By “cronies,” PEER means Catholics. PEER’s problem with Bloch is not that he has hired people he knows, but that he has hired Catholics he knows. Last Monday, PEER’s press release made sure to mention that Hicks oversaw a Catholic boarding school. Its Nov. 17, 2004 press release smeared Hicks by suggesting he was complicit in the Scranton, Pennsylvania, diocese’s sexual abuse scandal. He had nothing to do with it. In that release, Ruch, citing a popular anti-Catholic book, said, “Scott Bloch’s personnel practices are taken straight from The DaVinci Code rather than the civil service manual.”
The PEER press release also said Bloch “is a religious conservative who had served as deputy director in the Justice Department’s Office of Faith-Based Initiatives.” PEER cited Bloch’s hires of graduates from “ultra-conservative” Ave Maria Law School as Schedule A attorneys, who can be hired non-competitively, ignoring that he has also hired attorneys from George Washington, Georgetown, and the University of Virginia. And what exactly is Ruch’s objection to Ave Maria? It is an accredited law school in Ann Arbor, Michigan, and its first class of graduates performed better on the bar exam than any other Michigan school. Are graduates there prohibited from government service in his view?

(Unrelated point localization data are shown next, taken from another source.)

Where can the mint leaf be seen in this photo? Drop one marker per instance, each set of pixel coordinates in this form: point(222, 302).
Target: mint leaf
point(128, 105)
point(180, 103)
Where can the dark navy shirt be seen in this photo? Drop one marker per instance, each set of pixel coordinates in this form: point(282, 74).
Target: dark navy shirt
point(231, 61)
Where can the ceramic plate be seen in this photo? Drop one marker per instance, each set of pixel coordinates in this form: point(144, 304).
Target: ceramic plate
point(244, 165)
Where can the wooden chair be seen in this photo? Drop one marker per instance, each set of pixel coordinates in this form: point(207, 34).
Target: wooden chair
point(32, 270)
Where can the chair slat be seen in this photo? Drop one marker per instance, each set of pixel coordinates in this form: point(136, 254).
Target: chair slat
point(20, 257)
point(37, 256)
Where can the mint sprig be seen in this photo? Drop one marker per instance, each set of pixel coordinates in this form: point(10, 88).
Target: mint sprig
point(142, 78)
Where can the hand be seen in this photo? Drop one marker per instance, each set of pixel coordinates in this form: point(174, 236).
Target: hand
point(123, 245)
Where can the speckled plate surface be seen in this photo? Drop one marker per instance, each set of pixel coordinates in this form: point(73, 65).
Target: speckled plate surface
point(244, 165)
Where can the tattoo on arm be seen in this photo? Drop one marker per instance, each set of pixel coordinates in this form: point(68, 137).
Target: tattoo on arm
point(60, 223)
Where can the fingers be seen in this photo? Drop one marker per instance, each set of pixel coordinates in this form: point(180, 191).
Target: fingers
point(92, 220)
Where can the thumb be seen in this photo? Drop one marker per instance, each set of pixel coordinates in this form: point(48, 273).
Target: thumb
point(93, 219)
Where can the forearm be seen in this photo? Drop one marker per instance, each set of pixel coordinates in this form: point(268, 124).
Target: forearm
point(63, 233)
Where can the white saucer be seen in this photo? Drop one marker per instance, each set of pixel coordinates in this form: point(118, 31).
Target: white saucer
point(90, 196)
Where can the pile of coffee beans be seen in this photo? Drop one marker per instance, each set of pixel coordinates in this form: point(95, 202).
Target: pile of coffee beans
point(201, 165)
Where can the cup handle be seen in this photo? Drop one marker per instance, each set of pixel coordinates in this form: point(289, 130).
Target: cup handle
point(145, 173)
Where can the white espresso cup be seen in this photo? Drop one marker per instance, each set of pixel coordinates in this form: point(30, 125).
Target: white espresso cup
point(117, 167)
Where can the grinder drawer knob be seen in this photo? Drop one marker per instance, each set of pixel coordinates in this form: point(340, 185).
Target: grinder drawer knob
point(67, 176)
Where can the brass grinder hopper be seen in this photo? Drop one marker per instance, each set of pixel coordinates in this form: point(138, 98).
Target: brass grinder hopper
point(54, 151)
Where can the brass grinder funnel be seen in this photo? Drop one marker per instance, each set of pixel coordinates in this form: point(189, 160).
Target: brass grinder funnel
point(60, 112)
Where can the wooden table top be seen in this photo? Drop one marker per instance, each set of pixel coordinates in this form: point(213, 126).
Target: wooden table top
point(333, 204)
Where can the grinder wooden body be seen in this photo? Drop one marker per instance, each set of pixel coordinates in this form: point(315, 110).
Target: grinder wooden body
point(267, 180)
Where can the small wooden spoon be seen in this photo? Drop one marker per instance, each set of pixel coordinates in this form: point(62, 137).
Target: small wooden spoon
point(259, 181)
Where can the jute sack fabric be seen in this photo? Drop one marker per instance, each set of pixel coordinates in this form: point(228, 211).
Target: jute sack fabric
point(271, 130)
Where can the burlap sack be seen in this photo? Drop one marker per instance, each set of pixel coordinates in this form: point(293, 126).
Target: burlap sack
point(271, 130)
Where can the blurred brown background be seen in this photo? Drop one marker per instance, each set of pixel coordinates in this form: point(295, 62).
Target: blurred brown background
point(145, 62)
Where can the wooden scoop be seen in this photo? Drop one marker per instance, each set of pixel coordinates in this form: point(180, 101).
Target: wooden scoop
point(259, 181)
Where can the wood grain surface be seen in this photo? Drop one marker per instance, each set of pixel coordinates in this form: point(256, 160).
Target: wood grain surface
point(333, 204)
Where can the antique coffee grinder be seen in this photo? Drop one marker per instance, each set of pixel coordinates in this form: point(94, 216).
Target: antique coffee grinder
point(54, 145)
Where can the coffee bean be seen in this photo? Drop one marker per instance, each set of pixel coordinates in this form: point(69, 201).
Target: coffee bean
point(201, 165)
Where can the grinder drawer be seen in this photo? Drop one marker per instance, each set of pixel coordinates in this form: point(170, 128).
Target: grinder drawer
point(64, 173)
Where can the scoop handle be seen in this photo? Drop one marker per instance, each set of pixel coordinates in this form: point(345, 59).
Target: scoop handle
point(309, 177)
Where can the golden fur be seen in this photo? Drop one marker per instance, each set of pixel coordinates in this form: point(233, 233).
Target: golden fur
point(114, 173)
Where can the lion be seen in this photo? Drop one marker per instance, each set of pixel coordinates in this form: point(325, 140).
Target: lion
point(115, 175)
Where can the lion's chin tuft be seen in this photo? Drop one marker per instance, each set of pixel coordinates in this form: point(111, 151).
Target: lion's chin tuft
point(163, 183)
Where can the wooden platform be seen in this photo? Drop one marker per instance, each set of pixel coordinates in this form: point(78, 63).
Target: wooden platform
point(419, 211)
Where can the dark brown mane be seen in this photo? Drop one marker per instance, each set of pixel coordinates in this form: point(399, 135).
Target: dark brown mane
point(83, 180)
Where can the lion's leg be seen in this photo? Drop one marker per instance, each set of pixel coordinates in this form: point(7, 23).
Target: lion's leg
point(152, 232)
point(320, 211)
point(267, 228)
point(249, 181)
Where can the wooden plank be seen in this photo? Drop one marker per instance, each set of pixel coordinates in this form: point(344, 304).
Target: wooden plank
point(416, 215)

Bloch’s predecessor Elaine Kaplan hired her labor union friends. Did Ruch object to that? Cary P. Sklar, who served as an associate special counsel under Kaplan at OSC, also worked for her during her last tenure at the National Treasury Employees Union, to which she has since returned.
Religious faith is a punch line to Bloch’s critics: Ruch told the Bob Garfield radio show last month, “Mr. Bloch used to be the deputy director of the Justice Department Office of Faith Based Initiatives, and so we’re telling whistleblowers that you better have faith…” He laughed as he said this.
Bloch’s troubles from these groups may only increase in the coming months, especially if conservatives do not expose the left’s anti-Catholic campaign here for what it is. A GAO spokesman confirmed Tuesday that his agency is auditing the OSC, at the behest of Rep. Henry Waxman (D-Calif.) and Rep. Danny Davis (D-Ill.). He could not disclose the audit’s scope. The Senate Committee on Government Affairs plans hearings into OSC this spring.
“Perhaps I’m unconventional in my methods,” says Bloch. “But I’m not beholden to bureaucratic diplomacy. That’s not something I want to understand.” And contact with his son L. Cpl. Michael Bloch, 21, the oldest of seven, who just returned from his second tour in Iraq, keeps him “grounded in the mission of the agency.”